Medical providers can face a no-win situation when rural residents enroll in Advantage plans. For example, Mesa View Regional Hospital, a rural hospital about 80 miles east of Las Vegas, has "a high percentage of patients enrolled in Medicare Advantage plans," Tribble reports. The hospital has "21 Medicare Advantage contracts with multiple insurance companies. . . . Mesa View's CEO, Kelly Adams, says he has trouble getting the plans to pay for care the hospital has provided. They are either 'slow pay or no pay, he said. . . . It would be a 'tough deal' to be forced to reject patients because they didn't have traditional Medicare."

"At Mesa View, patients must drive to Utah to find nursing homes and rehabilitation facilities covered by their Medicare Advantage plans," Tribble reports. Adams told her: "Our local nursing homes are not taking Medicare Advantage patients because they don't get paid. But if you're straight Medicare, they'd be happy to take that patient."

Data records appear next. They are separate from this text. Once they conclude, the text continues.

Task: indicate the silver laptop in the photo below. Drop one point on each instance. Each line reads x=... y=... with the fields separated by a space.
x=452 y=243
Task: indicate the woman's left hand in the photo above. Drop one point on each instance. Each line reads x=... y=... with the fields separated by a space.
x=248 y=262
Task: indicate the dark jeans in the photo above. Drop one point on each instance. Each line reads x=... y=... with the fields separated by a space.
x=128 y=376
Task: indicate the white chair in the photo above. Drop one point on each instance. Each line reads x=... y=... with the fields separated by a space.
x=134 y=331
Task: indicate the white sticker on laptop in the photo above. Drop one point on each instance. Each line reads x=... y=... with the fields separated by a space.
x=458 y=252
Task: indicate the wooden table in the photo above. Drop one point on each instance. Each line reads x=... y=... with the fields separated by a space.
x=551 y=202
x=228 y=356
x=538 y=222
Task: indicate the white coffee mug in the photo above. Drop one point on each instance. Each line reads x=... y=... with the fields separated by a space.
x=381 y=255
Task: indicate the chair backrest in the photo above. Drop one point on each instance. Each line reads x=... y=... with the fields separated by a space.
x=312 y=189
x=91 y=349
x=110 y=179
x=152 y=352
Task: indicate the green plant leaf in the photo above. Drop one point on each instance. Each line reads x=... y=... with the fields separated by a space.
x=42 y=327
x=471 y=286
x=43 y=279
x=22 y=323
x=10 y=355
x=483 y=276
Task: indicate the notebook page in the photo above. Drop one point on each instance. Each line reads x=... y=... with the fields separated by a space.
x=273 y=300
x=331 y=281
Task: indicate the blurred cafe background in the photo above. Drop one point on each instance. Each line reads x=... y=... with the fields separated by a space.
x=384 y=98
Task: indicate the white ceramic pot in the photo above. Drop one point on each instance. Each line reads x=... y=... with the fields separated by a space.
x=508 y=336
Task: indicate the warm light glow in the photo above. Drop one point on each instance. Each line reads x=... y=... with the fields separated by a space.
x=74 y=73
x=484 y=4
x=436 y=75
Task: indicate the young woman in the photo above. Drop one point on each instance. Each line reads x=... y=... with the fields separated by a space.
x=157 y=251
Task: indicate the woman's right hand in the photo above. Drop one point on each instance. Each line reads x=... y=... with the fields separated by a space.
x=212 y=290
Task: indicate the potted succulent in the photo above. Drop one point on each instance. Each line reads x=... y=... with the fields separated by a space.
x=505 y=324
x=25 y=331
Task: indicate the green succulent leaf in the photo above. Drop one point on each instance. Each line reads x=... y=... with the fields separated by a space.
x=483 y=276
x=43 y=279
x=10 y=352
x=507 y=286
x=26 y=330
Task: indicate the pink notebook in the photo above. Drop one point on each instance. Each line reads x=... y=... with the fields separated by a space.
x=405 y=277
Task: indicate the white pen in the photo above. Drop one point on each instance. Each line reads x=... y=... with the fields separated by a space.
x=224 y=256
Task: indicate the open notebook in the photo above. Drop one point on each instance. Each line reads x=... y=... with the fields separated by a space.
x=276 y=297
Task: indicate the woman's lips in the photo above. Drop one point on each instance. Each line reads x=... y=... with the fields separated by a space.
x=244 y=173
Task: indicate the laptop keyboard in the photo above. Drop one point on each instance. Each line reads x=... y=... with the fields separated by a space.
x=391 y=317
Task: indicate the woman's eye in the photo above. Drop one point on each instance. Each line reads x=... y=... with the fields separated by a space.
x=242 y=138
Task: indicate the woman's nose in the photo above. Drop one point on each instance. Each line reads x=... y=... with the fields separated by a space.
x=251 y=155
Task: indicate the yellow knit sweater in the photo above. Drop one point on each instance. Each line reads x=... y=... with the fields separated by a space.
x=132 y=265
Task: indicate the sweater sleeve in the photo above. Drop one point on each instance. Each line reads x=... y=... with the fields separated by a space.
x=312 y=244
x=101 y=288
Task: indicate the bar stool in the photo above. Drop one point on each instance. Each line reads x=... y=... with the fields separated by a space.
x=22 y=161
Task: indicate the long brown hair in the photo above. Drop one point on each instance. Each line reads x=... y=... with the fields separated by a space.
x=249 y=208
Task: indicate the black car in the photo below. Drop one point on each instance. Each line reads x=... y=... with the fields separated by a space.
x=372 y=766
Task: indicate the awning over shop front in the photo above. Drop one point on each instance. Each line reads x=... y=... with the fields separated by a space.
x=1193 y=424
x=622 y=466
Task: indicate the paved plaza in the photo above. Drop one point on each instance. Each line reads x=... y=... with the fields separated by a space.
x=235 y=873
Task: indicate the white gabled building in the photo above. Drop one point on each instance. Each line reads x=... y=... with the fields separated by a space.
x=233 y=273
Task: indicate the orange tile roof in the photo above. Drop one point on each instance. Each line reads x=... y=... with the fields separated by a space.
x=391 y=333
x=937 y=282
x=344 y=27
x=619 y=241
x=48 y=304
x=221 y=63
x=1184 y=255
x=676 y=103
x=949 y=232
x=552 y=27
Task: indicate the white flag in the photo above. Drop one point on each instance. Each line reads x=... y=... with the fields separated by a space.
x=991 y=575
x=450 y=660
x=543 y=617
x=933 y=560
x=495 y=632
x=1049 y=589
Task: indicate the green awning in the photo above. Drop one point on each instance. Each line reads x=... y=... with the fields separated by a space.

What is being done? "In June, a bipartisan group of Congress members, led by Sen. Sherrod Brown, D-Ohio, sent a letter urging federal agencies to do more to force Medicare Advantage insurers to pay health systems what they owe for patient care. . . . In an August response, CMS Administrator Chiquita Brooks-LaSure wrote that a final rule issued in April made 'impactful changes' to speed up care and address concerns about prior authorization — when a hospital and patient must get advance permission for care to ensure it will be covered by an insurer," Tribble reports. Brooks-LaSure noted another proposed rule that, once finalized, "could mandate that insurers provide specific reasons for denying care within seven days."